The very best of them are brilliant.’
Wayne Macauley
‘Wayne Marshall’s Shirl is a wonderfully daring, absurd exploration of the sacred tenets of small-town Australian life. Beneath the humour, the booze, and blare of the footy, we find levitation and mermaids, and loneliness and addiction, and the terrible punishment of a man who dares to cry.’
Nic Low
‘Wayne Marshall’s Shirl is a collection of bizarre, consistently funny stories that delights in dismantling the tropes of Australiana … a hugely entertaining and thoughtful read.’
Books+Publishing
****
‘These are stories of Australian men in small towns and poor suburbs - stories of sport, drinking, fighting and love. Sounds awful, right? But these are stories told with so much heart, wit and meticulous craft that, even as you’re reading about a levitation class, a man in love with a kangaroo, a mermaid on a fishing trip, you’re asking yourself, “Wait: did this really happen?” Wayne Marshall is a worthy successor to his town-mate, Peter Carey; a writer of gorgeous imagination, daring experimentation and aching compassion, and Shirl is one of the best books of Australian stories you’ll read.’
Jane Rawson
‘Marshall embeds a strong sense of joy in stories of folly and wonder. Each individual piece is remarkable in its own right but collectively they form a cohesive narrative about Australian life and culture. Marshall uses satire to great effect, rendering memorable and surprising stories that reimagine masculinity. He stretches the short-story form to its very limits utilising both stylistic invention and absurd humour.’
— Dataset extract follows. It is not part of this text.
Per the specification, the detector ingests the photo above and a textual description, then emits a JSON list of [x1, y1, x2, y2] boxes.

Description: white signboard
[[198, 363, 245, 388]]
Victorian Premier’s Literary Award judges’ report
‘Wayne Marshall brilliantly uncovers the strangeness and absurdities behind Australian life.’
Ryan O’Neill
Cod Opening
It’s dusk by the time Cod speeds over the cattle grid and into the forest. As soon as he hits the gravel, he throws off his seatbelt and brings his window down. The familiar smells of eucalyptus and dust f lood the cabin of his green Nissan. The heat too, hitting him like a furnace blast. But he welcomes it, delving into his esky and opening a beer, his first for the drive despite three-hundred-odd kilometres of temptation.
So, finally. After a near torturous week of waiting, it’s here. After a week of sleepless nights, of time crawling by on the factory walls, of preparing his fishing rods and watching the weather – Cod Opening. Every first weekend in December it’s the same. Rain, hail or shine, and no matter what’s happening in their lives, Cod and his friends converge on the river, eager to catch their first Murray cod of the new season.
Deeper into the forest he goes, dodging potholes the size of moon craters, the voices of cricket commentators on his radio turning to static. He spots emus and kangaroos in the tinder-dry scrub. At the river he veers left, his tinnie rattling on the trailer behind him, driving until he reaches a tree with a green VB can nailed to its trunk. Slowing, he scans the bush.
There are tents, cars, half a dozen men by the river bank.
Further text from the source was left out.